自分がハーフドラゴン化したせいか、彼女を前にするとドキドキ度合いが高くなる。優しくされているから、特にやられてしまったようだ。
アースドラゴンがやってきた。
「火山島は、随分と静かだ。まるで抜け殻のように」
「それはつまり……」
「うむ。ドラゴンの気配がほとんど感じ取れない」
大地竜の化けた姿である仙人じみた老人は、船首側へと顔を向けた。
「この辺りにも風に乗って奴らの縄張りを主張する臭いは、漂ってきておる。だが、出てくる気配がまったくない」
船首最先頭にはミストとアクアドラゴンがいて、火山島を注視している。ソウヤたちもそちらへ合流する。
「島はもぬけの空よ」
魔力眼で島の様子を見ているのか、ミストの目が発光していた。
「この間の騒動で、島にいたドラゴンはほとんど出払ったようね」
「そいつは結構なのだ」
アクアドラゴンは唸った。
「面倒がなくていい。それでなくても暑苦しいのだからな!」
火属性の島に、水属性のドラゴン。ゲーム的な思考をするなら、お互い苦手傾向にあるが、ここでもそのようだ。
ジンが口を開いた。
「ならば、このまま船を近づけてもよさそうだな。……ディアマンテ、島上空に侵入。ただし警戒は怠るな」
『承知しました』
甲板なのに、ディアマンテ号の声が聞こえた。そういうところは、『プラタナム』を思い出させる。
「……あら」
「どうしたミスト?」
「島に火属性のドラゴンが二体」
生きているドラゴンもいたのか――ソウヤは身構えるが、ミストは首を振った。
「うーん、これは……死んでいるわね。どうも最近二体で争ったみたいだけど、相打ちで果てたみたい」
ドラゴン同士で戦ったのか――ソウヤは口を閉じた。元々ドラゴンは孤立主義で、群れるということはほとんどない。

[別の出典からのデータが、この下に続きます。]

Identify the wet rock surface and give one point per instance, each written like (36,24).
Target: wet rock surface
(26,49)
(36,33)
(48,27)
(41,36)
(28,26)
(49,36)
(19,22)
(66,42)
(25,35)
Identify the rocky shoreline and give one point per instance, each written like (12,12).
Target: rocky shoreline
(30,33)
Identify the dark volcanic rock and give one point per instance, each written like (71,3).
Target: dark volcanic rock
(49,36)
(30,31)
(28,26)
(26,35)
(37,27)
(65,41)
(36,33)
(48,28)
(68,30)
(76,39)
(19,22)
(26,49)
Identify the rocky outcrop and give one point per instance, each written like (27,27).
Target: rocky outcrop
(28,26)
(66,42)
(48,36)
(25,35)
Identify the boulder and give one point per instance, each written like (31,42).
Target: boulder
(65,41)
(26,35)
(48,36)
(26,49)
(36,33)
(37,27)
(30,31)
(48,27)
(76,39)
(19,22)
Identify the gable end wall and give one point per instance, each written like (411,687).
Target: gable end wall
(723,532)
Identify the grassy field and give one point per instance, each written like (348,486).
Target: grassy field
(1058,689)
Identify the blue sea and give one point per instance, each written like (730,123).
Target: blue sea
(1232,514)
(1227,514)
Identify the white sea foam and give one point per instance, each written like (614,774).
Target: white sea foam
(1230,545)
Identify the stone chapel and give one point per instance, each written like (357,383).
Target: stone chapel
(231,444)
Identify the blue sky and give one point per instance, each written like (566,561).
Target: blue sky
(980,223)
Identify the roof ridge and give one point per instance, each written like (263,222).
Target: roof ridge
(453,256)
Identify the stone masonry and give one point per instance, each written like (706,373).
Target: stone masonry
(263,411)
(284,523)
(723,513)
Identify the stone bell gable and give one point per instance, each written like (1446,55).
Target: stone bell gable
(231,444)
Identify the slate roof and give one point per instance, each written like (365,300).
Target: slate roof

その例外なのが、ファイアードラゴンの一族らしいが、その身内で争うとは、気性の荒さはさすがというべきか。
「なあ、爺竜。これはひょっとして――」
アクアドラゴンが言えば、アースドラゴンも首肯した。
「次のファイアードラゴンの座を巡って、争ったんだろうな」
魔王と戦い、ファイアードラゴンが命を落としたことで、次の四大竜の火、新たなファイアードラゴンと名乗るために、生き残っている若手たちで争う。実力主義のファイアードラゴン一族での、後継者の決め方というものである。
「となると……新しいファイアードラゴンが?」
ソウヤは息を呑む。眷属ともども、お留守である火山島だが、次のファイアードラゴンがいるかもしれない。アクアドラゴンとアースドラゴンの話しぶりからすると、若手のうちの最強が。
「どうかな」
アースドラゴンは、まったく動じる様子もなく言った。
「そんな強い個体の反応は感じられん。仮におったとして、ここに来るまでまったく手を出してこないというのも解せん」
ドラゴンは特にドラゴンの気配に敏感だ。アクアドラゴンとアースドラゴンほどの古竜が感じ取れないのでは、本当にいないのかもしれない。
「ソウヤ」
ミストが振り返った。
「神殿みたいな建物があるわ」
「それだ!」
アクアドラゴンが声を張り上げた。